Unread postby onlooker » Sat 13 Jan 2018, 20:44:16

I hope the other posters and members allow me to pursue these Capitalism ideas as they pertain to this thread actually. Kaiser, when you say Capitalism has "worked", around the world, it behooves everyone to know what worked really means. Yes, I ackowledge that Capitalism has been very good at generating wealth, stimulating economic activity and encouraging entrepreneurship in certain countries. But it is about who it has worked for. Basically, for those already in the upper echelon economic classes meaning for a relatively small minorty. One sees it in all countries especially in the countries colonized and invaded by the Western Empires. A priviledged upper class usually white. And ones sees it also in comparatively between the minority rich countries and the majority poor countries. So that those more broadly benefitting are the roughly 1/5 of the world population who live in rich countries and utilize about 80% of the world's resources, leaving 20% for the 80% who live in poor countries.

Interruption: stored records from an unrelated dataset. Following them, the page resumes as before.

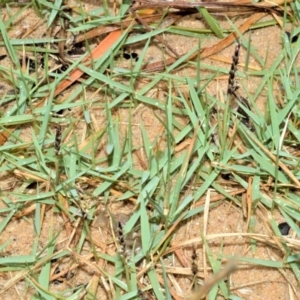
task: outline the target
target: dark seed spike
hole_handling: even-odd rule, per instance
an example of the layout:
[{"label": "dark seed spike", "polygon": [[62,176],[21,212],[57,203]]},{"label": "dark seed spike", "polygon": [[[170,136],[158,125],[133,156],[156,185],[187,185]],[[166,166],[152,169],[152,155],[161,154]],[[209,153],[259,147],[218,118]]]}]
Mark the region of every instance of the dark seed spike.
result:
[{"label": "dark seed spike", "polygon": [[194,248],[192,253],[192,268],[191,268],[194,276],[198,273],[198,266],[196,262],[197,257],[198,257],[197,252],[196,249]]},{"label": "dark seed spike", "polygon": [[241,43],[238,41],[238,44],[235,47],[234,55],[232,56],[232,64],[231,69],[229,71],[229,78],[228,78],[228,89],[227,93],[229,95],[233,95],[234,92],[238,89],[238,86],[235,84],[235,72],[237,70],[237,65],[239,63],[239,55],[240,55],[240,48]]},{"label": "dark seed spike", "polygon": [[282,235],[288,235],[291,227],[287,222],[283,222],[278,225],[278,228]]},{"label": "dark seed spike", "polygon": [[124,238],[124,234],[123,234],[123,225],[121,222],[118,222],[118,235],[119,235],[120,244],[124,245],[125,238]]},{"label": "dark seed spike", "polygon": [[55,149],[55,154],[56,155],[59,155],[60,145],[61,145],[61,126],[57,125],[56,135],[55,135],[55,142],[54,142],[54,149]]}]

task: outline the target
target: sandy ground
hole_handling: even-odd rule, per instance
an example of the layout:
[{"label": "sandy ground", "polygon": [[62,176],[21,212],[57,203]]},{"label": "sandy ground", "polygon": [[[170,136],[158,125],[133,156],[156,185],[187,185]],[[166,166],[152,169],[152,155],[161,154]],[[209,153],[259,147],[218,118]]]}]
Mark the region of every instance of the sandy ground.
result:
[{"label": "sandy ground", "polygon": [[[97,5],[97,1],[82,1],[85,5],[85,9],[90,10],[94,5]],[[6,13],[5,10],[2,11],[2,15]],[[271,17],[266,17],[265,20],[269,20]],[[40,20],[36,17],[33,10],[26,10],[19,18],[19,20],[15,23],[14,28],[9,30],[9,35],[12,38],[18,37],[22,32],[28,30],[33,26],[33,24],[37,24]],[[237,24],[243,22],[243,19],[240,18],[237,21]],[[227,21],[223,18],[220,19],[220,23],[222,26],[228,27]],[[183,27],[195,27],[201,28],[206,25],[202,20],[199,20],[195,16],[184,17],[180,21],[177,22],[178,26]],[[42,24],[36,30],[31,32],[29,37],[42,37],[45,32],[45,25]],[[279,26],[267,27],[264,29],[259,29],[251,32],[251,44],[256,48],[258,54],[261,57],[267,57],[266,65],[271,65],[274,59],[276,59],[277,54],[281,49],[282,44],[282,36],[284,32]],[[187,49],[191,49],[198,45],[198,38],[190,38],[183,37],[178,35],[164,34],[163,38],[168,42],[168,44],[172,45],[172,47],[178,53],[185,53]],[[249,33],[244,35],[245,39],[249,39]],[[201,45],[203,47],[208,47],[216,43],[217,38],[210,36],[201,41]],[[142,46],[132,46],[128,48],[128,51],[136,52],[138,54],[141,53],[143,47]],[[228,70],[230,69],[231,56],[233,54],[234,45],[228,47],[227,49],[221,51],[216,54],[214,58],[205,59],[203,63],[211,64],[214,66],[225,67]],[[0,48],[0,55],[5,53],[5,49]],[[152,46],[149,47],[149,52],[147,53],[147,58],[149,61],[153,62],[156,60],[160,60],[162,57],[162,47],[159,43],[153,43]],[[246,59],[246,51],[242,48],[240,55],[240,63],[241,65],[245,62]],[[227,62],[226,62],[227,61]],[[9,61],[7,59],[3,60],[1,63],[4,65],[8,65]],[[299,63],[299,62],[296,62]],[[126,66],[129,62],[119,58],[119,64]],[[251,57],[250,58],[250,67],[255,69],[258,68],[259,65],[257,61]],[[186,67],[180,69],[178,75],[182,76],[196,76],[196,71],[194,67]],[[209,74],[207,71],[203,71],[203,74]],[[0,79],[1,80],[1,79]],[[254,94],[257,86],[260,83],[261,78],[255,76],[249,76],[248,78],[242,79],[244,86],[248,89],[249,94]],[[11,87],[5,83],[1,82],[3,86],[1,92],[9,90]],[[208,86],[207,90],[216,94],[217,90],[226,91],[227,88],[227,77],[220,76],[219,78],[213,80],[211,84]],[[182,90],[188,90],[186,86],[181,86]],[[155,91],[152,91],[155,93]],[[92,92],[87,93],[87,97],[93,94]],[[164,92],[162,90],[156,91],[159,98],[163,98]],[[280,85],[274,86],[274,94],[280,97]],[[267,101],[267,91],[265,94],[259,96],[257,100],[257,105],[264,110],[265,104]],[[101,98],[101,97],[100,97]],[[101,99],[100,99],[101,101]],[[4,109],[7,109],[4,107]],[[92,112],[97,119],[97,126],[101,127],[101,124],[105,122],[105,116],[101,109],[95,108]],[[125,132],[128,126],[128,111],[126,109],[120,109],[117,112],[120,116],[120,131]],[[147,130],[148,135],[151,140],[154,140],[163,130],[161,123],[159,122],[157,115],[160,117],[164,117],[163,113],[160,110],[153,110],[144,105],[140,105],[132,120],[133,125],[133,143],[135,145],[141,145],[141,134],[140,134],[140,120],[143,120]],[[188,120],[182,120],[182,122],[188,122]],[[77,124],[78,126],[78,136],[84,134],[81,132],[81,129],[84,131],[84,125]],[[23,133],[24,139],[30,140],[30,132],[24,131]],[[161,147],[163,148],[163,141],[161,143]],[[99,155],[101,155],[101,151],[99,151]],[[145,167],[143,152],[141,151],[140,157],[136,162],[136,167],[143,169]],[[144,161],[144,165],[143,162]],[[14,190],[20,186],[19,179],[12,174],[0,174],[0,187],[3,191]],[[222,180],[222,179],[221,179]],[[31,191],[34,192],[34,191]],[[111,209],[112,211],[119,213],[130,213],[133,209],[133,205],[130,203],[114,203],[116,197],[111,197]],[[5,207],[5,204],[0,200],[0,207]],[[261,211],[256,215],[256,225],[255,232],[261,234],[269,234],[269,229],[266,224],[269,224],[269,220],[267,219],[267,215],[262,215]],[[100,213],[99,213],[100,215]],[[280,223],[284,221],[283,217],[279,214],[277,210],[274,211],[273,217],[275,220]],[[0,216],[0,220],[2,221],[4,216]],[[0,236],[0,244],[8,240],[12,240],[11,244],[5,249],[5,252],[2,253],[2,256],[6,255],[26,255],[31,253],[31,249],[35,239],[35,232],[33,227],[33,214],[29,214],[28,216],[20,219],[13,219],[5,228]],[[105,223],[105,221],[104,221]],[[41,231],[41,235],[39,238],[39,249],[43,249],[46,246],[48,241],[48,233],[51,225],[54,224],[55,232],[60,232],[59,243],[57,245],[57,250],[63,249],[66,245],[66,241],[68,240],[68,236],[66,236],[64,230],[64,221],[63,219],[53,212],[52,209],[47,210],[45,213],[45,219],[43,222],[43,228]],[[172,245],[177,243],[182,243],[188,239],[199,238],[201,231],[203,230],[204,220],[203,215],[200,214],[197,217],[192,218],[192,220],[184,223],[177,231],[174,239],[172,241]],[[279,251],[277,248],[272,246],[267,246],[264,243],[258,243],[256,250],[249,246],[249,238],[245,238],[242,235],[237,235],[235,237],[222,238],[222,235],[227,233],[242,233],[247,232],[246,228],[246,219],[243,215],[243,211],[241,208],[236,207],[230,201],[224,201],[221,205],[211,209],[209,211],[208,217],[208,225],[207,225],[207,234],[219,234],[219,238],[215,238],[210,240],[209,245],[215,256],[221,251],[221,244],[224,243],[222,252],[228,255],[241,255],[247,256],[251,258],[260,258],[260,259],[276,259],[281,260],[284,257],[284,253]],[[292,234],[292,233],[291,233]],[[112,240],[112,236],[109,233],[108,228],[105,228],[103,225],[103,220],[99,217],[94,221],[94,225],[92,227],[91,235],[93,239],[100,241],[99,247],[103,247],[102,243],[105,243],[105,239]],[[88,246],[84,247],[84,254],[88,255]],[[210,274],[206,274],[204,271],[204,265],[209,265],[207,258],[203,255],[203,245],[201,243],[195,243],[193,246],[183,247],[182,248],[182,256],[185,260],[188,261],[188,265],[191,264],[191,256],[193,249],[196,250],[197,259],[196,263],[198,265],[199,277],[205,279]],[[107,253],[113,254],[115,252],[115,246],[113,243],[110,243],[106,248]],[[70,261],[60,262],[60,272],[63,270],[68,270],[71,263]],[[178,259],[174,259],[173,266],[182,267],[181,263]],[[55,263],[52,266],[52,269],[55,268]],[[111,266],[107,265],[105,268],[110,271],[112,269]],[[52,291],[64,290],[67,287],[74,287],[80,284],[86,284],[90,282],[93,276],[93,270],[84,264],[81,267],[76,268],[73,272],[68,272],[69,276],[65,278],[60,278],[60,282],[53,281],[51,283]],[[14,272],[3,272],[0,274],[0,285],[4,285],[10,278],[15,276]],[[176,281],[178,283],[178,287],[175,287],[178,295],[185,295],[192,288],[192,275],[178,275],[173,274],[170,275],[170,281]],[[257,266],[245,266],[241,267],[240,270],[235,272],[229,277],[228,284],[232,291],[236,295],[239,295],[242,299],[247,300],[261,300],[261,299],[291,299],[290,298],[290,290],[293,290],[292,294],[294,295],[294,299],[298,299],[297,293],[299,293],[299,289],[297,286],[297,281],[293,276],[292,272],[289,270],[277,270],[271,268],[257,267]],[[290,287],[289,287],[290,285]],[[289,290],[290,289],[290,290]],[[33,291],[31,288],[27,290],[27,284],[24,280],[19,281],[15,286],[11,287],[5,293],[0,294],[0,299],[30,299]],[[151,297],[151,296],[150,296]],[[106,293],[102,285],[99,285],[97,299],[107,299]],[[152,298],[151,298],[152,299]],[[218,299],[223,299],[219,296]]]}]

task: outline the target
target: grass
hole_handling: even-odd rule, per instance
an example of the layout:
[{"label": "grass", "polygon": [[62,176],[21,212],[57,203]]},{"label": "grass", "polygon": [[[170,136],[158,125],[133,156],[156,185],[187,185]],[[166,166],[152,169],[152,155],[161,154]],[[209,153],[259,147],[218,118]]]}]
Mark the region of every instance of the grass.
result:
[{"label": "grass", "polygon": [[[277,20],[249,26],[260,30],[279,22],[294,27],[298,35],[297,6],[292,3],[290,14]],[[79,35],[119,24],[128,8],[122,4],[115,15],[108,3],[91,11],[83,4],[68,9],[60,0],[0,4],[0,47],[7,54],[6,64],[0,65],[1,297],[199,299],[208,293],[208,299],[243,299],[242,288],[264,283],[246,282],[239,289],[227,281],[228,276],[234,280],[233,270],[242,272],[247,266],[275,270],[288,283],[290,298],[296,297],[300,39],[291,43],[283,33],[282,49],[269,62],[272,49],[261,56],[235,19],[221,23],[201,8],[204,30],[161,26],[168,17],[165,12],[159,21],[147,21],[151,31],[131,24],[119,34],[109,33],[105,40],[110,45],[102,41],[98,52],[99,41],[86,39],[85,53],[57,73],[51,63],[66,32],[55,37],[26,32],[11,38],[29,10],[38,22],[43,20],[42,32],[67,19],[68,31]],[[152,13],[144,11],[145,16]],[[160,64],[154,65],[148,57],[154,38],[168,33],[201,40],[173,60],[162,51]],[[236,75],[239,93],[251,110],[240,106],[253,130],[243,124],[219,85],[224,77],[227,82],[233,33],[246,53]],[[205,56],[230,46],[228,56],[218,57],[225,62],[220,67],[203,60],[199,51],[216,41],[213,35],[225,42],[217,40],[204,50]],[[120,53],[135,43],[143,45],[139,60],[126,66]],[[30,70],[24,53],[42,58],[44,66]],[[147,70],[149,65],[152,69]],[[259,82],[251,92],[247,86],[254,78]],[[278,82],[280,95],[274,92]],[[263,98],[264,110],[258,105]],[[57,128],[62,130],[61,142],[56,141]],[[226,214],[224,205],[234,207],[240,217],[244,214],[245,220],[237,220],[242,230],[227,232],[211,217],[216,210]],[[120,221],[128,211],[127,220]],[[293,229],[292,236],[281,235],[278,215]],[[24,249],[14,240],[23,231],[18,222],[30,244]],[[218,233],[210,232],[218,227]],[[230,244],[237,237],[251,251],[233,253]],[[259,255],[261,246],[268,259]],[[56,286],[56,280],[63,284]]]}]

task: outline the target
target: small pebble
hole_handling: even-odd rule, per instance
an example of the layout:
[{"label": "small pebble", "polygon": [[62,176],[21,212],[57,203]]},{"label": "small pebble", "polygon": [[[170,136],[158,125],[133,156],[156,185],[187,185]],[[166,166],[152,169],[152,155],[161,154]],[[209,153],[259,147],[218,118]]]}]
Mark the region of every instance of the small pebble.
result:
[{"label": "small pebble", "polygon": [[130,59],[130,54],[129,53],[123,53],[123,57],[125,58],[125,59]]},{"label": "small pebble", "polygon": [[291,227],[287,222],[283,222],[278,225],[278,228],[282,235],[288,235]]}]

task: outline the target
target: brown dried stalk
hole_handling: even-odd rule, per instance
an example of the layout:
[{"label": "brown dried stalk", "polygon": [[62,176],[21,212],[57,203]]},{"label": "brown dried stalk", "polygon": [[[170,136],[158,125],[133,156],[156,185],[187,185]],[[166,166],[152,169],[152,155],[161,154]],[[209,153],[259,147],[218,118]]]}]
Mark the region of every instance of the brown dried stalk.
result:
[{"label": "brown dried stalk", "polygon": [[192,10],[198,12],[197,8],[206,8],[212,13],[253,13],[253,12],[270,12],[283,13],[283,10],[278,5],[270,5],[268,3],[252,4],[252,3],[238,3],[238,2],[181,2],[181,1],[158,1],[152,2],[147,0],[140,0],[137,5],[133,7],[134,10],[144,8],[175,8],[179,10]]}]

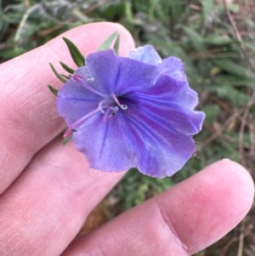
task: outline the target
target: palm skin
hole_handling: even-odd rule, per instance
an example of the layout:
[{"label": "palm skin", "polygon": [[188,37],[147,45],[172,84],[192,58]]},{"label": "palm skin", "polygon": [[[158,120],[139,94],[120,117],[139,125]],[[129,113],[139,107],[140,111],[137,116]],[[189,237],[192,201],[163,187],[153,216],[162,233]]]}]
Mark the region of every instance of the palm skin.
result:
[{"label": "palm skin", "polygon": [[[89,24],[64,37],[87,55],[115,31],[125,56],[133,40],[116,24]],[[0,66],[1,255],[191,255],[243,219],[253,182],[241,166],[223,160],[76,238],[124,174],[92,170],[71,143],[61,145],[65,123],[47,88],[60,86],[48,65],[59,68],[60,60],[74,67],[57,37]]]}]

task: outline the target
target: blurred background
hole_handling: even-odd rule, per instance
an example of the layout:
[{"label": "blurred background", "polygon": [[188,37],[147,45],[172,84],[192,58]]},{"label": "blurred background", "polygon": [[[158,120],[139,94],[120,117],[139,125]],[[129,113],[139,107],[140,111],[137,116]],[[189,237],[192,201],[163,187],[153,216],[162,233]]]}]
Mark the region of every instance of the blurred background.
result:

So, it is a false and misleading notion that Capitalism has worked around the world because this statement implies for most people around the world and that is simply false. Billions still live in abject poverty only benefitting by having a tenuous social safety net via Humanatarian Relief Organizations and by the procurement of basic modern benefits like sufficient food and some access to life saving medical treatment. This being more a product of humanities increased and cumulative knowledge and technology and abundant energy via FF. What is striking is that despite these incredible advances one can still witness so many people around the world living in very destitute and relatively helpless conditions. So no I am not ready to praise Capitalism so much. You yourself Kaiser have admitted and described the state of abject poverty of the Third World. So, I am not sure how you can then say Capitalism has worked all around the world.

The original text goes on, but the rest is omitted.